There is no finding anywhere that there was any drunkenness or misconduct of any kind, except for the sale of liquor and gambling. There is no finding that the club is near any populated community; that there are any nearby residences, or, if there *Page 162 were, that they were disturbed by any noise or rowdiness at the club. As far as the findings go, this club may have been many miles from any habitation, and it was conducted in a quiet, peaceful, and decent manner, except that liquor was sold to members and gambling permitted within the private membership of the club. The evidence in the case shows conclusively that the principal function and purpose of the club was recreational; that members went there with their wives and friends for the purpose of hunting, fishing, and trapshooting and to enjoy the meals served there; that whatever gambling took place was intermittent and made available at the express request of the members; and that whatever sale of liquor took place was incidental only to the primary purposes of the club, which were wholly decent and respectable. To say that the conditions enumerated are such as to constitute a public tavern is, to me, a plain distortion of the facts as they appear in the record. Even the state finds it necessary in its brief to say that the second conclusion of law "does not mean that the court intended to forfeit the corporate character and destroy the life of the corporation," and that this court may wish, in affirming, "to clarify this language so as to prescribe more definitely the relief granted and to indicate that no operations may be carried on by defendants on the premises against which the action is directed."
The sole basis for any other interpretation rests upon the memorandum of the trial judge made a part of the order. This is a comment by the trial court plainly not intended to be a finding of fact. It is surmise and opinion, nothing more. It indicates only that had there been any evidence to support a finding that the club was a public tavern the trial court would not have hesitated to so find.

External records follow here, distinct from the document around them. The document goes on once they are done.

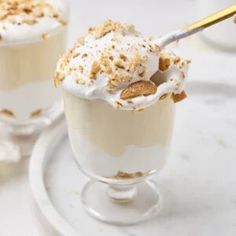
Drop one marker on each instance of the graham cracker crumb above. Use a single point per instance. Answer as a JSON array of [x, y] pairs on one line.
[[45, 36], [124, 175], [36, 113], [94, 70], [179, 97], [139, 88], [7, 113]]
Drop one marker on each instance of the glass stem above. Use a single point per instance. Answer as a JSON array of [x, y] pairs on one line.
[[122, 193]]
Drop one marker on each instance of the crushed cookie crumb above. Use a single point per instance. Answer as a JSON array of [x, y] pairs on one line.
[[30, 10], [94, 70], [36, 113], [7, 113], [45, 36]]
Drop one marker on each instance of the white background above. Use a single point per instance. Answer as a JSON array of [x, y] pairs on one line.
[[18, 215]]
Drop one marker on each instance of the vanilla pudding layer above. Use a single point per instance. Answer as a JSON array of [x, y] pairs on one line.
[[20, 65], [26, 74], [27, 101], [106, 141]]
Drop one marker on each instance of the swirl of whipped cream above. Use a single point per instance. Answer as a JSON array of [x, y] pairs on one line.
[[30, 20], [115, 63]]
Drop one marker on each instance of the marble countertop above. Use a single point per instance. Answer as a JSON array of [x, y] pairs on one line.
[[209, 156]]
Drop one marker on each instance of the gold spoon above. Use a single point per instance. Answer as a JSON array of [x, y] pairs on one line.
[[197, 26]]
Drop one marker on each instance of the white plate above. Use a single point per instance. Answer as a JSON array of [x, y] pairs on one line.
[[197, 185]]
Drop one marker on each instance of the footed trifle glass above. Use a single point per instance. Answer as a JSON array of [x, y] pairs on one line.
[[119, 92], [32, 38], [119, 150]]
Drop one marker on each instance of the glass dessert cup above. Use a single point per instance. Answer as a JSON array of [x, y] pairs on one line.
[[28, 98], [119, 151]]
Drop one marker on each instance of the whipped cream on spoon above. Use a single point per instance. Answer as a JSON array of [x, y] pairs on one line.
[[197, 26]]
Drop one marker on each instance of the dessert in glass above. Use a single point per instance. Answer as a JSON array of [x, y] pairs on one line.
[[32, 38], [120, 91]]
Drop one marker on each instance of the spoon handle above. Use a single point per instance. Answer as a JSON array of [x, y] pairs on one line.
[[198, 26]]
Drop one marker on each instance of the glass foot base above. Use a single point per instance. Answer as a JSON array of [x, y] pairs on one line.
[[121, 205]]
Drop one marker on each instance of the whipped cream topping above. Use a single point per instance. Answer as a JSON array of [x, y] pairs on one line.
[[29, 20], [115, 63]]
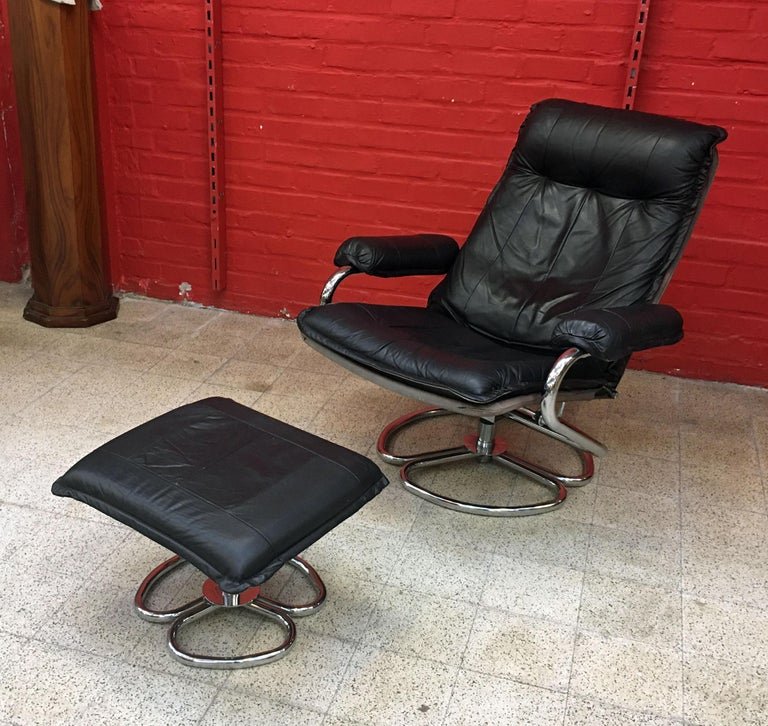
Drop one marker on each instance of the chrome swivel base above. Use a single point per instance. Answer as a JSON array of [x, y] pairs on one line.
[[214, 598], [485, 448]]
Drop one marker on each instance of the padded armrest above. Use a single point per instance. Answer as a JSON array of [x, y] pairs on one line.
[[398, 256], [614, 333]]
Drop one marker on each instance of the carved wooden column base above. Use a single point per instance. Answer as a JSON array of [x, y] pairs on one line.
[[70, 317], [52, 66]]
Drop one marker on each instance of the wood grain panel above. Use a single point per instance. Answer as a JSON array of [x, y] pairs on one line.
[[51, 58]]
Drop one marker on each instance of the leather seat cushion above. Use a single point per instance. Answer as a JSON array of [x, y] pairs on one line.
[[234, 492], [426, 348]]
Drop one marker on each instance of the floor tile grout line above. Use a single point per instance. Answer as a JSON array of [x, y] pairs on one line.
[[461, 666], [359, 645], [577, 629], [681, 704]]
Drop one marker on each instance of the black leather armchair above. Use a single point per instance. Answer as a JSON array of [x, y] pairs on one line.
[[556, 286]]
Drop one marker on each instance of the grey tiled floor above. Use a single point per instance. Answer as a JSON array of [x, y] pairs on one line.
[[643, 600]]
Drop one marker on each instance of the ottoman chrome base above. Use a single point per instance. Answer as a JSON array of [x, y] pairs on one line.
[[213, 598]]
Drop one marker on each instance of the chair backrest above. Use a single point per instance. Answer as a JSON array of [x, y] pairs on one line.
[[593, 210]]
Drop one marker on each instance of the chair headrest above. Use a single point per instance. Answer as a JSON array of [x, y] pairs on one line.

He finds on the contrary "that said club is not open to the public but only to members and their friends."
The effect of such a memorandum has been well settled by this court in McGovern v. Federal Land Bank, 209 Minn. 403, 406,296 N.W. 473, 475, where the court says: "The memorandum of the court may be resorted to in order to sustain findings, but may not *Page 163 be used to overturn them." See also Sime v. Jensen, 213 Minn. 476,7 N.W.2d 325.
Of still greater seriousness is the utter failure of the findings to sustain the judgment against individual defendants based upon their operation of a public tavern. All that appears with respect to defendant Joseph F. Anthony is that he owns the building leased by the club and receives the membership fees of the club as rental; that he pleaded guilty to the illegal sale of liquor at the club on one occasion nearly a year and a half prior to the present suit. Beyond that the findings as to him are silent. All that we see in the findings with reference to defendant Robert Burnip is that on two occasions prior to the present suit he pleaded guilty to illegal sale of liquor at the club, once on March 25, 1939, and again on December 11, 1940. Yet on this record this court says that these defendants are operating a public tavern.
I have no sympathy for gamblers and liquor law violators, but even their rights and liabilities should be determined by an impartial trial upon the facts found against them, and upon the law applicable thereto. Courts expect no less from administrative agencies. They, themselves, should set the example.
In some parts of the majority opinion, and particularly in the concluding paragraph, the thesis that a public tavern was operated is abandoned, and the decision is placed upon the broad ground that an equity court will grant injunctive relief after repeated convictions have failed to stop the commission of crime. Even this ground does not sustain the findings against defendants Anthony, Evelyn Burnip, Robert Burnip, D.B. Clagett, and Paul Canton. If the final paragraph of the opinion means what it says, it commits this court to a recognition of an equitable jurisdiction far beyond anything permitted by any of the decisions cited in the opinion, and beyond any decision that I have been able to find. It would in effect convert the equity court into an adjunct of our police courts, and would require our district courts to take charge of every habitual drunkard and gambler and possibly other habitual criminal offenders. I do not believe this *Page 164 court is prepared to go to that length, and yet to that length must they go if the lower court in this case is to be sustained.